De Scherezada mi padre tomó la estrategia para asegurar la asistencia puntual de los peones al trabajo. Dejaba para el otro día el desenlace.
En aquellos días, entre los siete y 14 años en que acompañé a mi padre en el campo aprendí esas historias que después leí y disfruté. Mis favoritas fueron siempre, Simbad el marino, Aladino y la lámpara maravillosa, Ali Babá y los cuarenta ladrones. Por cierto que de éste último cuento recuerdo que Alí Babá no formaba parte de la banda de los cuarenta. Él los descubrió cuando ocultaban el botín, sin proponérselo.
De aquellas historias seguramente se desprendía la idea de que en algún momento, caminando por el campo, podría yo tener una aparición, ver un encantamiento o encontrarme algo sobrenatural. No sé la relación que de las historias contadas se pudiera derivar la idea de que mis canicas podían multiplicarse si las sembraba.

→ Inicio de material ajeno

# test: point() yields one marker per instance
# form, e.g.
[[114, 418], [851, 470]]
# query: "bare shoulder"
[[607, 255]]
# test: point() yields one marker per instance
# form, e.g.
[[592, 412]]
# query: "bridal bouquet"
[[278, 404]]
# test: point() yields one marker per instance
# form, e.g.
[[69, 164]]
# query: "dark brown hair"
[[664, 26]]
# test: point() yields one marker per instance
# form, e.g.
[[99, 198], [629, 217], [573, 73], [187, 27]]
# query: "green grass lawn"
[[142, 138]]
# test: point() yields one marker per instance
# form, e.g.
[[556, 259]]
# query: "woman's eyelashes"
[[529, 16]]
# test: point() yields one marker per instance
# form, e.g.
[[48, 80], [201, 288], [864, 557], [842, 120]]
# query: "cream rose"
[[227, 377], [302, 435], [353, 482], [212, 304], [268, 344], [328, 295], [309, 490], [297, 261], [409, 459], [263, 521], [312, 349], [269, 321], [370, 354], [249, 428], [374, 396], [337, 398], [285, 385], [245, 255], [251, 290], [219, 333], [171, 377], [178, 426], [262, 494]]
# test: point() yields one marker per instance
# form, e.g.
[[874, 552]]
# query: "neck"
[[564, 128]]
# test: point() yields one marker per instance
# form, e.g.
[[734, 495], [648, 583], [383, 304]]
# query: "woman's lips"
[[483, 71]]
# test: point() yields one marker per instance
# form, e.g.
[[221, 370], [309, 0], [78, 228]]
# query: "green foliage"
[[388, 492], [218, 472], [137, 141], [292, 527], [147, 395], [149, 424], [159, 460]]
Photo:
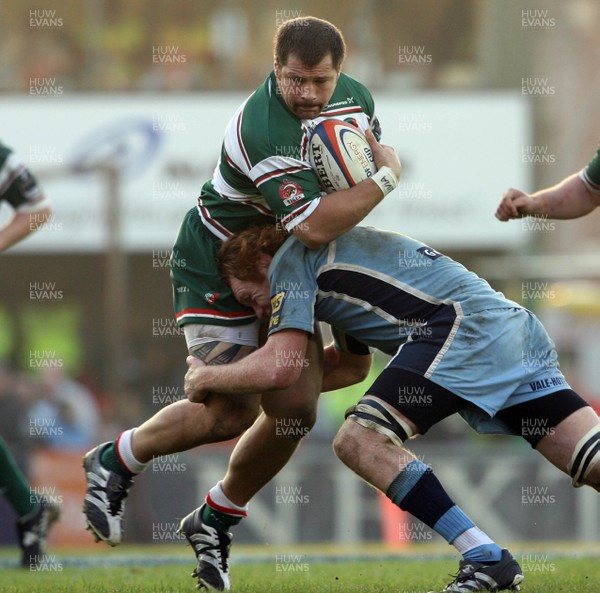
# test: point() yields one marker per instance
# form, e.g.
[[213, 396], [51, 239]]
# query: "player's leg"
[[370, 443], [34, 517], [111, 467], [211, 319], [554, 419], [258, 456], [564, 429]]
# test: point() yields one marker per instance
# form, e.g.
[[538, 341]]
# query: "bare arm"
[[276, 365], [21, 225], [342, 210], [342, 369], [569, 199]]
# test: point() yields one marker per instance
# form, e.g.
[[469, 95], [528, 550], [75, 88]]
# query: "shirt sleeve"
[[590, 175], [346, 343], [19, 187], [290, 187]]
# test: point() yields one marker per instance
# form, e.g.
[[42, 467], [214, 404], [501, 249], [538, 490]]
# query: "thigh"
[[558, 447], [301, 398], [200, 295]]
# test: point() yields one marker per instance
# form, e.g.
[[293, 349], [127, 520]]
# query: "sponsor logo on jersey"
[[211, 297], [429, 252], [290, 192], [276, 304]]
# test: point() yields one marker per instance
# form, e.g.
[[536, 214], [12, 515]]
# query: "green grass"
[[300, 572]]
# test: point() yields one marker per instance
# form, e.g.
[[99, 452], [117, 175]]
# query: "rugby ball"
[[340, 155]]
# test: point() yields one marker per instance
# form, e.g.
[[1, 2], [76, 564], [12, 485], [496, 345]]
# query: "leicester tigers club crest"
[[290, 192], [211, 297]]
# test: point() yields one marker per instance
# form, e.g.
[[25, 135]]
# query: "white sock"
[[217, 500], [471, 538], [125, 453]]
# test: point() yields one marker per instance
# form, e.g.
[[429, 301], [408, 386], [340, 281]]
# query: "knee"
[[345, 443], [231, 416]]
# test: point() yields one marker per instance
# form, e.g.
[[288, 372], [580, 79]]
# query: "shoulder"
[[266, 124], [590, 175], [356, 90]]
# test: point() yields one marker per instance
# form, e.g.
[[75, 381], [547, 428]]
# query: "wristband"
[[385, 179]]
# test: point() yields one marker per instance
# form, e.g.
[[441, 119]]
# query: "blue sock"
[[418, 491]]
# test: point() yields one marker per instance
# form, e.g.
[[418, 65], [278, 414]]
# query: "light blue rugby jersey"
[[375, 286]]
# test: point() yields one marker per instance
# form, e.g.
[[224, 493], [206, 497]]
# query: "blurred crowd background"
[[114, 47]]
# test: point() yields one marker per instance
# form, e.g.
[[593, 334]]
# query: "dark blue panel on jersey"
[[378, 293]]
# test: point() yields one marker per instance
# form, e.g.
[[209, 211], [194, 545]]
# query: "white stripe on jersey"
[[583, 175], [388, 280], [275, 166], [233, 141], [11, 169], [222, 187]]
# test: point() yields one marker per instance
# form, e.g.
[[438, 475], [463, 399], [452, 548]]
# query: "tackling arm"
[[276, 365], [569, 199]]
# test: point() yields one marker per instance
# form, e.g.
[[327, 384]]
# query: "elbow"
[[285, 376], [314, 240], [37, 219], [362, 374]]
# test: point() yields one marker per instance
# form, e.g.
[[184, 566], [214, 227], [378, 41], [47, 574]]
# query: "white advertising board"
[[459, 153]]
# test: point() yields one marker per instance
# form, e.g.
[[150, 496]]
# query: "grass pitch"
[[155, 569]]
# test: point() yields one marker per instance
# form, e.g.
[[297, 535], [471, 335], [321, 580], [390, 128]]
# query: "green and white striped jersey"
[[18, 186], [591, 174], [264, 171]]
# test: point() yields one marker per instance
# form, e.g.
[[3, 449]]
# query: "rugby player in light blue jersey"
[[457, 346]]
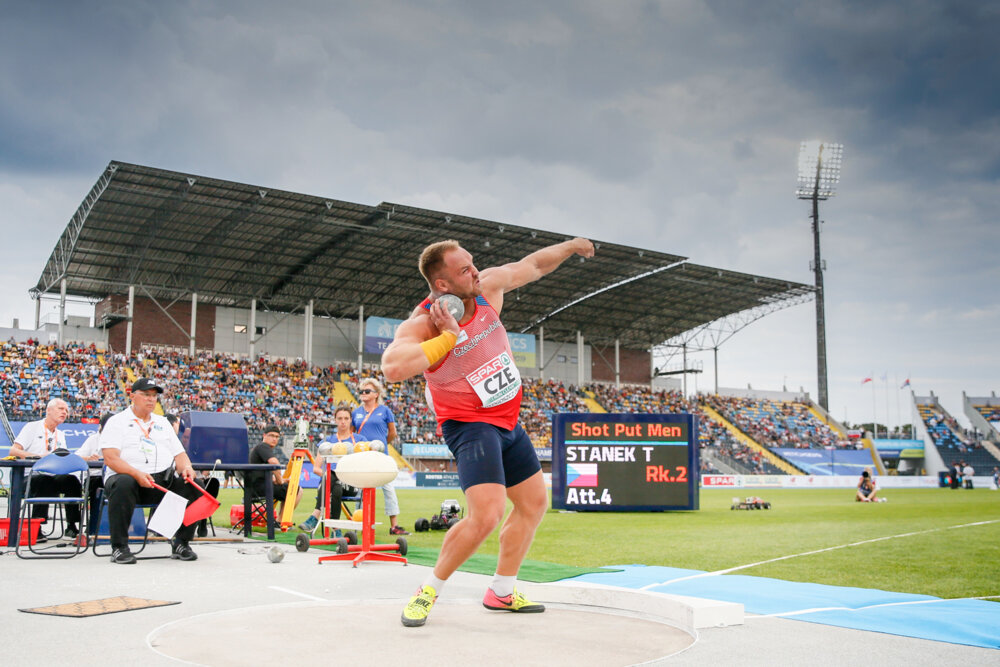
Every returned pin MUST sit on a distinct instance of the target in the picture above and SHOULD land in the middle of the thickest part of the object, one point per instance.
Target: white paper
(169, 514)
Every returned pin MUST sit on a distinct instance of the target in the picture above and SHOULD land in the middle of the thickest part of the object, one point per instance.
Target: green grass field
(932, 556)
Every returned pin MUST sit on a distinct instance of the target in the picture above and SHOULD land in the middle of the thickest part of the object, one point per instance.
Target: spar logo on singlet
(496, 381)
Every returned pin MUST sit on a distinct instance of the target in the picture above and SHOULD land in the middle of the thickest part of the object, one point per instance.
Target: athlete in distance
(475, 390)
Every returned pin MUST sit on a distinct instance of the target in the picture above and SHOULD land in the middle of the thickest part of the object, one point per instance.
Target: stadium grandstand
(274, 305)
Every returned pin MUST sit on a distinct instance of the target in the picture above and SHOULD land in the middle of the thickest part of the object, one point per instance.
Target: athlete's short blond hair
(432, 259)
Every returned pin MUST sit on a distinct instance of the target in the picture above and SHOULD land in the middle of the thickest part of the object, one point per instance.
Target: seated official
(264, 453)
(345, 433)
(204, 480)
(141, 448)
(41, 438)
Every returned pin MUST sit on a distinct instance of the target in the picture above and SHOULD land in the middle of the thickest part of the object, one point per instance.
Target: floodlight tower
(819, 173)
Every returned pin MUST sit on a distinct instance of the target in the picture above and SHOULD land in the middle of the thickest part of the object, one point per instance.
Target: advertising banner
(75, 432)
(523, 347)
(379, 332)
(818, 482)
(426, 451)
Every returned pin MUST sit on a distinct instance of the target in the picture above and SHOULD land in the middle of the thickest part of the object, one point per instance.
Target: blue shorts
(488, 454)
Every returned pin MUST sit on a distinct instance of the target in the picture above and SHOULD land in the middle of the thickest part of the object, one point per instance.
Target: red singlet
(477, 381)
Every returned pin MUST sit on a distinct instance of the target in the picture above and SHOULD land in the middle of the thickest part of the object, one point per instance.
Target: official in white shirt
(140, 448)
(90, 450)
(41, 438)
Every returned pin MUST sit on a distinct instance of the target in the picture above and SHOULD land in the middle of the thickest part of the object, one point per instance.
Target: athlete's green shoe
(416, 611)
(513, 602)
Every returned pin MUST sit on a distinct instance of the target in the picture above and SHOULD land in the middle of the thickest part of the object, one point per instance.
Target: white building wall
(334, 342)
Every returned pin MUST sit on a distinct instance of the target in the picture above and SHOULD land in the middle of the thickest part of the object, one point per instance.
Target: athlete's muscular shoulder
(418, 326)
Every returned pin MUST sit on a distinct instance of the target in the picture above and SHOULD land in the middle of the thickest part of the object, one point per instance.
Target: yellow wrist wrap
(436, 348)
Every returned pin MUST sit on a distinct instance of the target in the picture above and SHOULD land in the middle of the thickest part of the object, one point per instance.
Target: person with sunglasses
(375, 421)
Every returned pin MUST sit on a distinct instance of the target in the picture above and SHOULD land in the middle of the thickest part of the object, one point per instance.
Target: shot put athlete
(475, 389)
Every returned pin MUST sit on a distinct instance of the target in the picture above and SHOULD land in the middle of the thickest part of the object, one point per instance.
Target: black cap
(145, 384)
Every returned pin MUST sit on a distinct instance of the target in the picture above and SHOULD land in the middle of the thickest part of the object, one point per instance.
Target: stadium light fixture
(819, 174)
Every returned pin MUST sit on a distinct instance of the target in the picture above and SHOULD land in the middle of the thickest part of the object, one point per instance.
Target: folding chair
(258, 508)
(57, 463)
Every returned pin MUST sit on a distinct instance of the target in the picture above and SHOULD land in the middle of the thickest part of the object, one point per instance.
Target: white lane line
(301, 595)
(873, 606)
(816, 551)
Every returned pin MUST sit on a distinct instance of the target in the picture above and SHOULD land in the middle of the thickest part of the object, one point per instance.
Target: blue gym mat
(970, 622)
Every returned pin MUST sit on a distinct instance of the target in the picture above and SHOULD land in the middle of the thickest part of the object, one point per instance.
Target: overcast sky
(666, 125)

El hecho es que tenía yo un lugar bajo el chaparral del camino donde las enterraba y de vez en cuando iba a cerciorarme si se habían multiplicado.
Recuerdo desde entonces los nombres de exóticas ciudades como Persia y Bagdad; los títulos nobiliarios y de autoridad: Sultan, Visir, Califa. Nombres raros como Alí; que sirvieron para bautizar a nuestros perros, uno se llamaba Sultán y otro Alí.
Es posible que con esos dos libros de mi padre me haya nacido el amor por la lectura, pues como decía el siempre notable OctavioPaz; es mas fácil leer el libro de nuestra biblioteca que el mejor título recomendado.